Exiting Chain EOF - Githubissues

ImVexed commented 7 months ago

Describe the bug When submitting a question: Exiting chain with error: Post "http://ollama:11434/api/chat": EOF

To Reproduce Steps to reproduce the behavior:

Enter a message
EOF

Expected behavior Not break.

Screenshots

Additional context I think this may be some sort of timeout issue? I note it only happens to me with Command-R. I can use Command-R (18.8gb) fine in Ollama's Web UI, with 39/41 layers offloaded to GPU (3090, 24Gb). But when I use LLocalSearch, I only see 19/41 layers offloaded. Not sure if that has anything to do with it, but is confusing me since when I use Mixtral-8x-7b(19Gb) it loads all layers to GPU and has no issues with LLocalSearch.

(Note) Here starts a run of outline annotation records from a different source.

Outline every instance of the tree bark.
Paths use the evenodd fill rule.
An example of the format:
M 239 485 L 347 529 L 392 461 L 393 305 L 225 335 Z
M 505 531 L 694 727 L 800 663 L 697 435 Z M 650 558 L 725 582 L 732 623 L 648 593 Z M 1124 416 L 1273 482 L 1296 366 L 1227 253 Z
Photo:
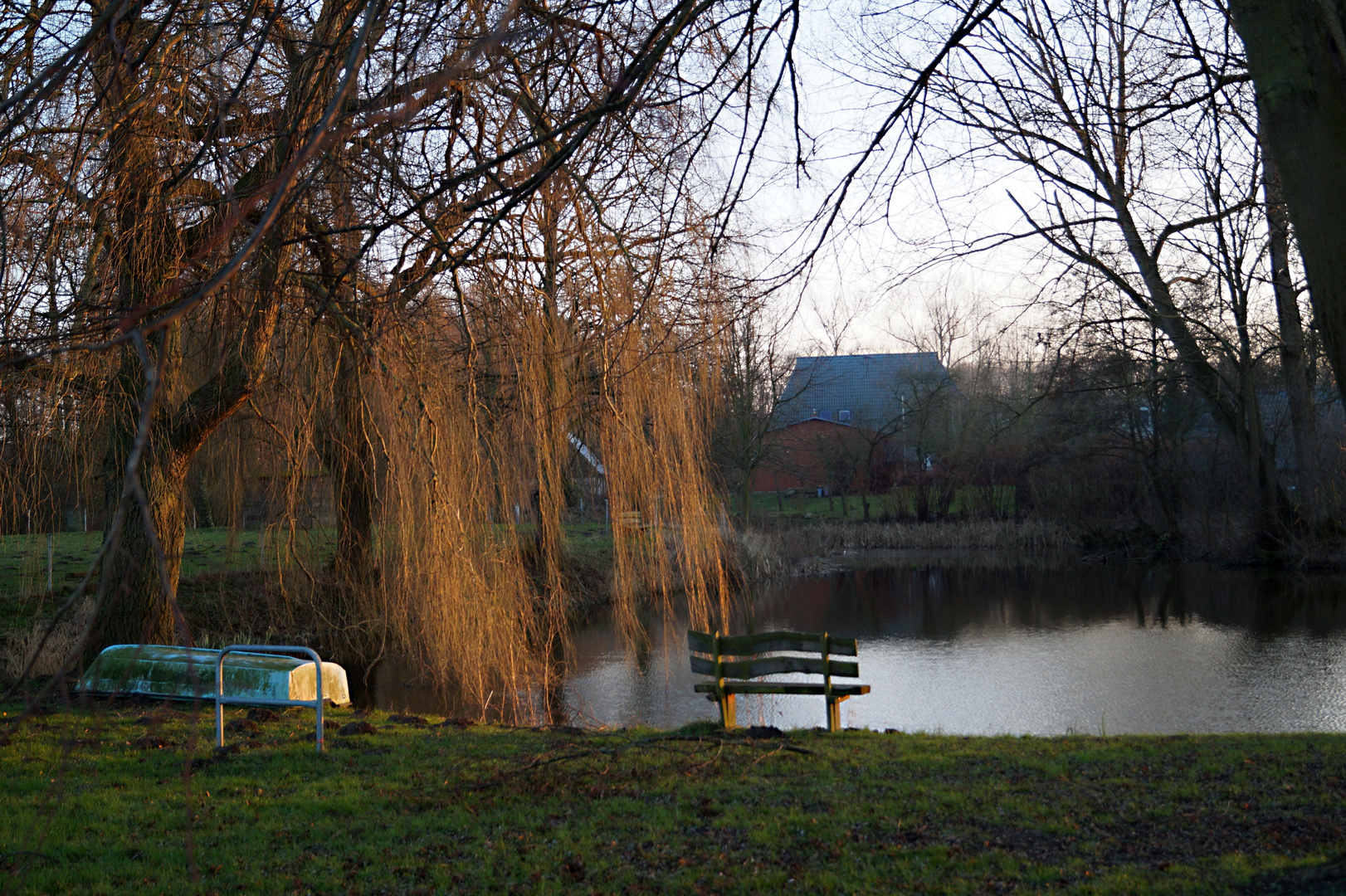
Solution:
M 1289 274 L 1289 213 L 1280 188 L 1280 171 L 1269 152 L 1263 151 L 1263 188 L 1267 196 L 1267 227 L 1271 233 L 1271 276 L 1280 323 L 1280 371 L 1285 379 L 1289 426 L 1295 437 L 1295 464 L 1299 468 L 1300 513 L 1310 521 L 1318 507 L 1318 414 L 1312 382 L 1304 358 L 1304 324 L 1299 297 Z
M 1232 0 L 1230 11 L 1346 401 L 1346 9 L 1341 0 Z

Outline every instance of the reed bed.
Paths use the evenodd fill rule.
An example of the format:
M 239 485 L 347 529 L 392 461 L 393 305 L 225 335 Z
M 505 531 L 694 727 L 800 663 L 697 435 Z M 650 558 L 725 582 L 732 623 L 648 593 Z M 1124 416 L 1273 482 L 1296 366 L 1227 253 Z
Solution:
M 1078 530 L 1049 519 L 817 523 L 778 533 L 750 530 L 738 538 L 743 566 L 752 577 L 791 574 L 814 568 L 820 558 L 852 550 L 1036 550 L 1078 545 Z

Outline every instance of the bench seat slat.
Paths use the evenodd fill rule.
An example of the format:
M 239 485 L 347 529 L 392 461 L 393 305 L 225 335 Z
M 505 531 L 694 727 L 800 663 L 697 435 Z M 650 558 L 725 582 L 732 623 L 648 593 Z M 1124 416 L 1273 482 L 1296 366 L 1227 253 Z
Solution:
M 696 685 L 699 694 L 717 694 L 719 687 L 713 681 L 703 681 Z M 822 685 L 791 681 L 727 681 L 725 694 L 822 694 Z M 832 693 L 837 697 L 856 697 L 868 694 L 868 685 L 832 685 Z
M 715 636 L 704 631 L 688 631 L 686 646 L 699 654 L 713 654 Z M 754 654 L 766 654 L 778 650 L 820 654 L 822 652 L 822 638 L 798 631 L 763 631 L 756 635 L 720 638 L 721 657 L 752 657 Z M 856 657 L 855 638 L 830 638 L 828 640 L 828 654 L 832 657 Z
M 848 661 L 828 661 L 828 669 L 833 675 L 841 678 L 859 678 L 860 663 Z M 701 657 L 692 657 L 692 671 L 699 675 L 713 675 L 715 662 Z M 720 662 L 720 675 L 723 678 L 760 678 L 762 675 L 777 675 L 781 673 L 808 673 L 810 675 L 825 674 L 821 657 L 762 657 L 759 659 L 734 659 Z

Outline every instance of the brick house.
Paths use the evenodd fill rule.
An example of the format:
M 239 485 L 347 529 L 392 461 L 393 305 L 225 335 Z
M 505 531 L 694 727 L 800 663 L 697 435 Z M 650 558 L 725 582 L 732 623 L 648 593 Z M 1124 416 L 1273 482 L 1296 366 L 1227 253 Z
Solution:
M 934 352 L 800 358 L 773 413 L 754 491 L 886 491 L 906 464 L 910 422 L 957 396 Z

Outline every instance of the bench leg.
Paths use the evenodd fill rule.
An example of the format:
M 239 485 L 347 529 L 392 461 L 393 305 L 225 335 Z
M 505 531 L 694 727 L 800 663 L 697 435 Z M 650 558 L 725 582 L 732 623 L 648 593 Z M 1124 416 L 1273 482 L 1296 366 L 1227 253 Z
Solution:
M 739 726 L 739 714 L 734 706 L 734 694 L 720 697 L 720 728 L 728 731 Z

nilsherzig commented 7 months ago

Hi :). I assume your using the default 2k context window on open-webui? Until today, my project used a much larger context window if possible (like in the case of command-r). I just pushed an update which contains a new settings window, which allows you to adjust the context window. Please confirm that this causes the increase in vRAM usage / decrease in offloaded layers.

nilsherzig commented 7 months ago

If that's the case, I assume ollama just run out of memory on your system?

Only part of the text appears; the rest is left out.